映画「おいしいコーヒーの真実」:貧しいコーヒー農家のためにフェアトレードコーヒーを、では済まない問題を覗いた

Posted on 2008年4月29日. Filed under: 未分類 | タグ: , , , |

おととい(2008年4月27日)、映画「おいしいコーヒーの真実」の先行上映とトークライブのイベント(東京・渋谷 UPLINK FACTORY)に行ってきた。

(※この映画の一般公開は2008年5月31日。以下の内容は、当然ネタバレ(Spoiler)を含みます。観るつもりの人は自己責任で)

映画『おいしいコーヒーの真実』公式サイト
http://www.uplink.co.jp/oishiicoffee/
Black Gold : A Film About Coffee And Trade
http://www.blackgoldmovie.com/

FACTORY | フォレステーション VOL.19 「フェア」
http://www.uplink.co.jp/factory/log/002582.php

5月の公開に先駆け、ドキュメンタリー作品「おいしいコーヒーの真実」の先行上映会を行います。上映後、コーヒーにまつわる基礎知識から、国家間貿易モデルのあり方まで、専門家の方々の意見を交え、トークショーを行います。ご来場いただいた皆様と、新しい世界のあり方を考えてみたいと思います。

最初に、この映画へのぼくの評価を書いておく。

この映画が直接描いているのは、エチオピアのコーヒー農家の困窮という辛い状況だ。問題への関心を深めることができる点ではよい。が、適切なフレーム・オブ・リファレンス(問題認識の枠組み)を与えてくれるかどうかという点では、ちょっと厳しいんじゃないかと思った。

話は、エチオピアのオロミア州という貧しいコーヒー産地の農協の代表、タデッセ・メスケラ氏がセールスのために欧米をまわる姿と、西欧諸国でコーヒーが嗜好品としていかに愛されているかを交互に紹介しながら進む。
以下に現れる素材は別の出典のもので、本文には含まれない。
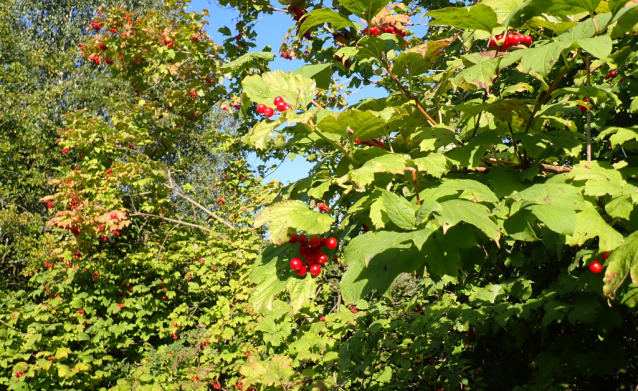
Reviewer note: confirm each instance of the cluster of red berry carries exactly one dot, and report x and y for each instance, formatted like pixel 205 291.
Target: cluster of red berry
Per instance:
pixel 297 12
pixel 269 111
pixel 390 29
pixel 595 266
pixel 503 43
pixel 167 43
pixel 310 250
pixel 286 55
pixel 94 58
pixel 612 75
pixel 582 108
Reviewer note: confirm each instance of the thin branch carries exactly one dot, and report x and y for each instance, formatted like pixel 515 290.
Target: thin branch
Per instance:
pixel 172 221
pixel 416 187
pixel 211 214
pixel 588 111
pixel 409 95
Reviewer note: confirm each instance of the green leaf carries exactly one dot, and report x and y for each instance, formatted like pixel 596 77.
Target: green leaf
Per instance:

エチオピアはコーヒー発祥の地。アフリカ最大のコーヒー産地であり貿易収入の7割弱をコーヒーに頼っている。が、「コーヒーの価格は悲しいほど安い」。先進国ではコーヒー(トールサイズ)が330円するが、それに占めるコーヒー豆の原価は1~3%だという。

メスケラ氏の話に戻ると、彼が消費国を飛び回る姿はエチオピアの窮状と共にヒロイックに描かれている。が、やや冷めた見方をすれば、どんな国のビジネスパーソンだってこういう苦労をするんじゃないかなぁ、とも思う。

コーヒー豆の価格下落には、背景がある。1989年、「国際コーヒー協定」の破綻だ(と映画内では説明されていたが、調べてみると、国際コーヒー機関による協定の輸出割当制度のみ停止、のち削除という流れ via 国際コーヒー機関 – Wikipedia )。

コーヒーの価格は、ニューヨークとロンドンの先物市場で決まる。特にNYの価格が基準値になっているという(映画には出なかったが、NYはアラビカ種、ロンドンはロブスタ種を扱っているらしい)。
一方で、イタリアのilly社はNY市場が扱う普及品ではこだわりの味は出せないと扱わず、NY市場に従うことは高品質な豆の産地を脅かすという理由で別ルートで調達するロンドンの会社も登場する。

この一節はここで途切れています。